Modesto miró el televisor, encopetado con una figura de alabastro verde, representando a un chino que porteaba dos pozales pendientes de una cuerda.
– Baja el volumen -le ordenó su amigo desde el despacho.
Hablaban de una sesión de las Cortes. Como era habitual en los últimos años, el locutor aseguraba que aquélla era una sesión histórica. Apareció un tipo que subía a la tribuna de oradores, mientras otros entraban y salían sin importarles demasiado nada de lo que allí estaba sucediendo.
Se oía el furioso, inagotable y sostenido tecleo de la Underwood.

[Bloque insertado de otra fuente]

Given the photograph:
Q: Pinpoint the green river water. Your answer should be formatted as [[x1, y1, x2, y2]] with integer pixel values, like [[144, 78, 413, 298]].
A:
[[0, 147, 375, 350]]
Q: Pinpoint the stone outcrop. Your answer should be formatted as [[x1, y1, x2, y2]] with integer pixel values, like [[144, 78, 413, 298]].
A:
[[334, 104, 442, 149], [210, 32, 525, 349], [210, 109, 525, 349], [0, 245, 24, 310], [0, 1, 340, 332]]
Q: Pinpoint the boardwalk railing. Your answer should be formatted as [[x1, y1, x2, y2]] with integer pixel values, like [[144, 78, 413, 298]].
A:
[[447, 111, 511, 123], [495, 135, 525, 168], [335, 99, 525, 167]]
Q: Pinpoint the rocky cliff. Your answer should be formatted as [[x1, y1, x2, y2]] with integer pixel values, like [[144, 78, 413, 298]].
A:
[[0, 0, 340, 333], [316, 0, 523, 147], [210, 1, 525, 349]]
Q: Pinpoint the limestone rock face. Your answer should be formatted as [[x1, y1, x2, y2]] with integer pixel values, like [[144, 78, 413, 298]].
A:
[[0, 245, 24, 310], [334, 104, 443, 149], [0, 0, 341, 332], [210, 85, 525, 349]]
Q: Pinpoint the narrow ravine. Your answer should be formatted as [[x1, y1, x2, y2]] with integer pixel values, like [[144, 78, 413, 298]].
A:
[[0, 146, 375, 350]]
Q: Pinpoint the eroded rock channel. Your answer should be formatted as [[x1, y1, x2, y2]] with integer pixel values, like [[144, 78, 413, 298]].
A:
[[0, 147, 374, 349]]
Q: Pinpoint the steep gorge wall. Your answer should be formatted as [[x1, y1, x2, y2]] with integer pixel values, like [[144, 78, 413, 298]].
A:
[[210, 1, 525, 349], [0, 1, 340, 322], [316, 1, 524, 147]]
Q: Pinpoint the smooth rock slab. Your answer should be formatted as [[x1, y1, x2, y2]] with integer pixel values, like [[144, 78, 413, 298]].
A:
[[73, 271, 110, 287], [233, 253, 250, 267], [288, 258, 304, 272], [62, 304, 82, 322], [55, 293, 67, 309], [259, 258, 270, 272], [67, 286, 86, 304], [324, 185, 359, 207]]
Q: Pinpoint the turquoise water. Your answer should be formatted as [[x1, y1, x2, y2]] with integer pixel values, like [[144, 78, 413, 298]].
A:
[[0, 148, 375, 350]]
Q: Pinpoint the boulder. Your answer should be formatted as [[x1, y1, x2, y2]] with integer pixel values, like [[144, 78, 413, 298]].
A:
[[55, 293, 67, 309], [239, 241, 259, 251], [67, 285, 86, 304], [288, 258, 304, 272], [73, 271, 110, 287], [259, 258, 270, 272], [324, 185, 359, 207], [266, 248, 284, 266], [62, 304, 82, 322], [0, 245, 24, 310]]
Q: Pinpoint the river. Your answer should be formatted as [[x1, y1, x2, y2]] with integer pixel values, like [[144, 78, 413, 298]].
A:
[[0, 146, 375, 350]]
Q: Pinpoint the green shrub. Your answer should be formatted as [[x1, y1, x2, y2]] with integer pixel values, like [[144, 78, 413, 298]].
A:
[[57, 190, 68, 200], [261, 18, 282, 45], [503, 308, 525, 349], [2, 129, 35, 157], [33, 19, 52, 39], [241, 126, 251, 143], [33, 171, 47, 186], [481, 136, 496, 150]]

Modesto reconoció en el tableteo la inspiración en toda regla, y se imaginó la cabeza de Paco Cortés como una rotativa que imprimía a gran velocidad su fecundo pensamiento, dirigido a ordenar el mundo conforme a leyes más sagradas que las de la justicia. El, como abogado, no creía nada en la justicia. En cambio sentía hacia la vida y sus arcanos un respeto atávico. Por esa razón admiraba a Cortés…
– Paco, no me has dicho todavía cómo la vas a titular.
– Los negocios sucios del Gobernador, y espera a que termine -oyó que suplicaba su amigo sin dejar de teclear.
– Yo creo que la censura no te va a pasar ese título.
– Ya no hay censura, Modesto.
Era abogado y pese a ello a veces se olvidaba de que Franco había muerto. La costumbre. En los Juzgados las cosas seguían más o menos como siempre. En algunos, en los que ya había desaparecido la fotografía del dictador, ni siquiera se habían tomado la molestia de quitar el crucifijo.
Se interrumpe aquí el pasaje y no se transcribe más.